Could it be that the whole discussion and debate is conducted amidst an air of negativity? Whether that be in the media or when looking at many of the brilliant and extremely hard-working charities involved in ageing the angle of approach tends to be how to deal with negatives. Yes, housing is an issue, yes loneliness and mental wellbeing is a serious problem, yes finance is a major worry and yes, the chronic health conditions do begin to pile up. None of which should be underplayed, they are truly serious issues.

Worse still, as Boldies, is it our own approach, attitude and language that perpetuates all the above, creating the view of a self-fulfilling prophecy. How often do we say I WAS rather than I AM, or, WE WERE not WE ARE?

This whole discussion Is an important one because there needs to be a seismic shift in everyone’s attitude to ageing and what it stands for.

It is little understood that In the UK the over 50’s account for more than a 1/3rd of the UK population and people of pension age exceed those under 16 in the UK. Furthermore, by 2050, 1 in 4 of us living in Europe and North America could be aged 65 or over. Or, that the number of people aged 80 or over is projected to triple, from 143 million in 2019 to 426 million.

Even more illuminating is that today there are 4 people of working age globally, for every person over 65 (called the support ratio). The UN says by 2050, 48 countries, mostly in Europe, Northern America, and Eastern and South-Eastern Asia, are expected to have potential support ratios below two.

Taking on the opportunity these demographics present is going to require seismic shifts in policy, attitudes, and innovation, with the re-framing of older people as important and value adding.

People will want to live independent, healthier, fulfilling and more active lives, as well as aiming to live longer in their own homes. This provides businesses and the public sector with a great opportunity to innovate and provide products and services that support and tap into this golden age; education, transport, housing, AI, robotics, technology wearables, food and retail, fitness, support services, healthcare, cognitive and social wellbeing, communications and media – the list is endless.

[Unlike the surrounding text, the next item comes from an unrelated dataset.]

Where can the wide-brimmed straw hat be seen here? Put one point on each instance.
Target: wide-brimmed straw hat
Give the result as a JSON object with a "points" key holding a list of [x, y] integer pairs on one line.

Putting this in perspective: the European silver economy, ignoring public spending and social care, will grow to €5.1tn by 2025, which if it were a sovereign nation would be the 3rd largest economy in the world. 20% & 15% of all scientific and academic output derives from people aged 70-79. The Financial Times reported that the over 50s’ account for 43% of those who start their own businesses.

Boris Johnson and his chancellor Rishi Sunak should think on about the positive role Boldies can play in creating value and opportunity.

It’s not only government thinking that needs to change. Employers will have to as well; continuous learning, re-skilling and flexible working practices are going to be critical. Additionally, employers that can demonstrate a real ethical purpose will better align themselves to a workforce that will have one eye on the legacy they want to leave to younger generations.

If there is some good to come out of the current pandemic it is that the voices and wellbeing of the silent majority will begin to be heard. And, as Boldies it is incumbent on us to stand up and realise we are a powerful force for good and a force to be reckoned with. We are not invisible, WE ARE!, not we were.